When my 10 yr old starts mouthing off in a rude nasty way, It incites such anger in me :( I get very angry in return, thus further teaching her how NOT to control her temper. My response to her behavior is modeling the behavior I do NOT want. :blah
Our relationship is horrible at this point. I need help. I need tools for - controlling my own offended feelings and for teaching her how to control her rude responses.
thanks! all advice appreciated.
Hi ..
just wanted to say you're not alone...I'm dealing with this too with my 9yr DS. Its so hard when you decide you don't want to act like this anymore and you say,"Ok I'm going to be calm....I'm not going to get angry and say or do something I'll regret later, but you just end up there! :irked: Very aggrivating. I think it takes practice and I like PF's ideas...especially the tree visualization :thumb
RayRay
The4OfUs
10-11-2005, 04:39 PM
ITA with the PP...you have to become teflon and let it all roll right off you...they do it exactly for the effect it gets, making you mad...

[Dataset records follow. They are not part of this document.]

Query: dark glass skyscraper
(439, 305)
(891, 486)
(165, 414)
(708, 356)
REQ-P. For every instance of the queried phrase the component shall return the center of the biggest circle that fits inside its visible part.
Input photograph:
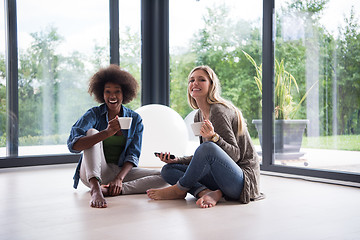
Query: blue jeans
(210, 168)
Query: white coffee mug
(196, 128)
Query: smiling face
(113, 96)
(199, 84)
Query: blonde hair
(214, 96)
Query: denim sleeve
(133, 151)
(80, 128)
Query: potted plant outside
(288, 132)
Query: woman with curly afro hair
(110, 156)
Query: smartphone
(157, 154)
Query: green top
(113, 147)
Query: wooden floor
(40, 203)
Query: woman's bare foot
(168, 193)
(97, 197)
(209, 199)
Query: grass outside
(339, 142)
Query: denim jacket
(97, 118)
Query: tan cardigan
(239, 148)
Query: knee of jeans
(166, 172)
(207, 147)
(91, 131)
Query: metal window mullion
(268, 83)
(12, 104)
(155, 83)
(114, 32)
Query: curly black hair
(116, 75)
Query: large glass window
(218, 34)
(317, 59)
(59, 48)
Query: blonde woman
(226, 163)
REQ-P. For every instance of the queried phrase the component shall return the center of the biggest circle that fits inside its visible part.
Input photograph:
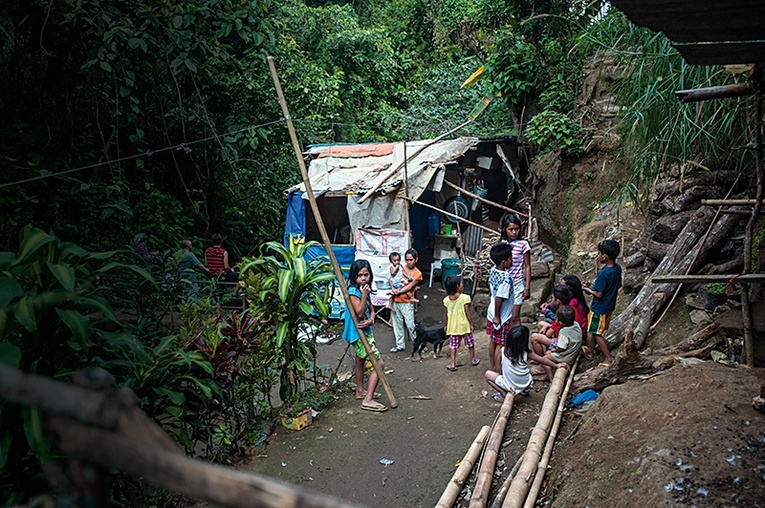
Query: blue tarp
(295, 224)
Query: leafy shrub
(551, 130)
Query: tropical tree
(287, 291)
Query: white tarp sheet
(356, 175)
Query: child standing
(520, 270)
(515, 376)
(397, 279)
(500, 310)
(457, 320)
(603, 292)
(359, 288)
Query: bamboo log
(395, 168)
(325, 236)
(746, 311)
(426, 205)
(735, 279)
(536, 485)
(484, 200)
(716, 92)
(486, 471)
(520, 485)
(463, 471)
(731, 202)
(174, 471)
(502, 492)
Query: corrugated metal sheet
(739, 24)
(350, 174)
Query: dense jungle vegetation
(119, 116)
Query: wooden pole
(731, 202)
(736, 279)
(486, 472)
(454, 488)
(426, 205)
(520, 485)
(325, 236)
(107, 428)
(746, 311)
(536, 485)
(395, 168)
(484, 200)
(716, 92)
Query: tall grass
(659, 133)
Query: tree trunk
(638, 315)
(629, 363)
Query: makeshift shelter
(341, 175)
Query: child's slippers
(377, 407)
(376, 395)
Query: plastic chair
(435, 265)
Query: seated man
(564, 347)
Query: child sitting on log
(516, 377)
(564, 347)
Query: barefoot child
(500, 309)
(457, 320)
(520, 270)
(603, 292)
(359, 288)
(565, 346)
(397, 279)
(516, 377)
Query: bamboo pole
(520, 485)
(484, 200)
(731, 202)
(735, 278)
(502, 492)
(426, 205)
(108, 429)
(746, 311)
(486, 471)
(395, 168)
(325, 236)
(536, 485)
(463, 471)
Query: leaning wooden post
(746, 312)
(463, 471)
(531, 499)
(486, 471)
(516, 495)
(325, 236)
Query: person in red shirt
(403, 307)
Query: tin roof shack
(341, 175)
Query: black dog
(435, 337)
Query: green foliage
(289, 291)
(552, 130)
(55, 319)
(659, 132)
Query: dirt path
(339, 454)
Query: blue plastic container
(449, 266)
(434, 224)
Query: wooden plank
(736, 279)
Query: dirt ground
(339, 454)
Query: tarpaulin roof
(340, 169)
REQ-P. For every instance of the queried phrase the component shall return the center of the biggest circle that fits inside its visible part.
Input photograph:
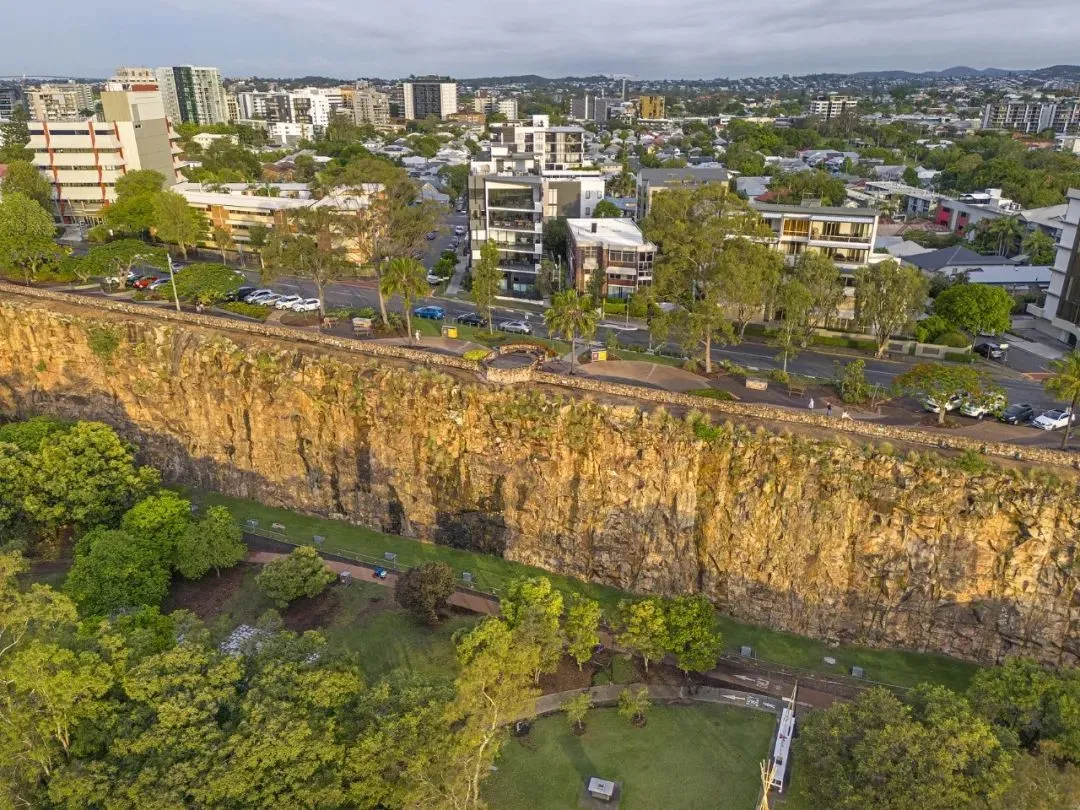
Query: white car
(308, 305)
(954, 402)
(516, 327)
(983, 407)
(1053, 419)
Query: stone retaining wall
(525, 375)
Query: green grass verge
(490, 574)
(699, 757)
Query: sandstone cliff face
(831, 540)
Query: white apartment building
(369, 106)
(429, 95)
(1034, 117)
(832, 106)
(615, 247)
(83, 159)
(61, 102)
(193, 95)
(1060, 315)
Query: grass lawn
(687, 757)
(490, 574)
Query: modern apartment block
(369, 106)
(846, 235)
(651, 180)
(1034, 117)
(193, 95)
(832, 106)
(429, 95)
(1060, 315)
(83, 159)
(650, 107)
(61, 102)
(615, 247)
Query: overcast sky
(471, 38)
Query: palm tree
(405, 277)
(569, 315)
(1064, 383)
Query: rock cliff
(831, 539)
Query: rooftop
(609, 231)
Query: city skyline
(685, 39)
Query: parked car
(472, 319)
(983, 407)
(1017, 414)
(954, 402)
(434, 313)
(1054, 419)
(515, 327)
(990, 350)
(306, 305)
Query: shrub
(300, 574)
(424, 591)
(247, 310)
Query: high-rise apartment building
(369, 106)
(832, 106)
(61, 102)
(650, 107)
(1034, 117)
(82, 160)
(429, 95)
(193, 95)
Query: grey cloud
(676, 38)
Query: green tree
(794, 302)
(24, 178)
(1064, 383)
(581, 629)
(315, 251)
(751, 273)
(214, 542)
(426, 590)
(887, 297)
(14, 136)
(692, 634)
(115, 569)
(933, 754)
(606, 210)
(576, 709)
(300, 574)
(177, 223)
(1041, 250)
(571, 314)
(26, 235)
(643, 629)
(936, 383)
(487, 280)
(84, 476)
(160, 520)
(532, 608)
(975, 308)
(207, 283)
(405, 277)
(223, 240)
(634, 704)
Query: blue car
(435, 313)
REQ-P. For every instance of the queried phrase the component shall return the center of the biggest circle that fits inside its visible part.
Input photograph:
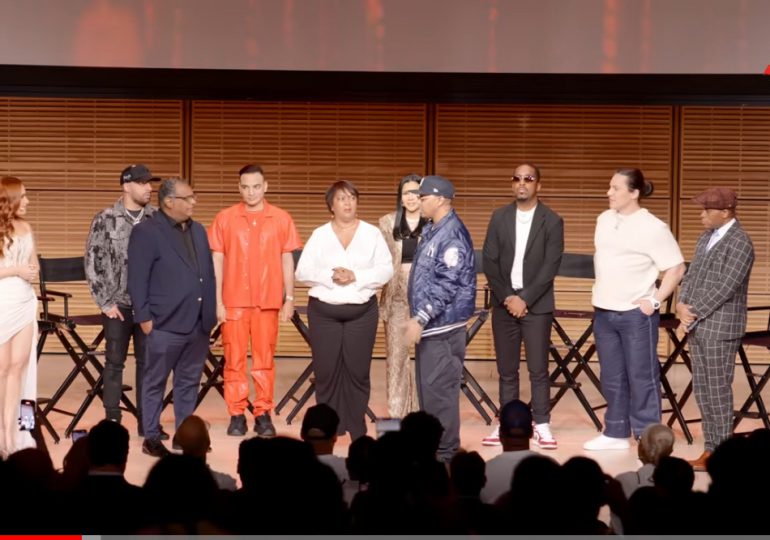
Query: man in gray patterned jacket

I'm on an Anthony Wolf kick right now :LOL , so I'll paraphrase his sentiment on it: If you want less back talk, you have to give less reaction. It probably wont stop entirely, but if you keep reacting, she'll keep doing it to engage you. The bigger the reaction, the more it will happen. If you really feel like you need to address it, you need to do it later in the day when it's not the issue at hand, and tell her that it's not OK for you to talk to her that way, and it's not OK for her to taklto you that way...then maybe see if you can come up with a signal or keyword, or some other solution to help you both avoid it - but you can only do that when you both are calm, not in the heat of the moment...the mutual problem solving is something else I picked up here that I love and will definitely be implementing when DS is old enough.
Granted, this is all conjecture for me as my DS is only 20 months old, but I believe it is valid. I'm already startign to have to put on my teflon suit when I get the hitting and temper tantrums and "NO!", so I figure it's just practice for the future!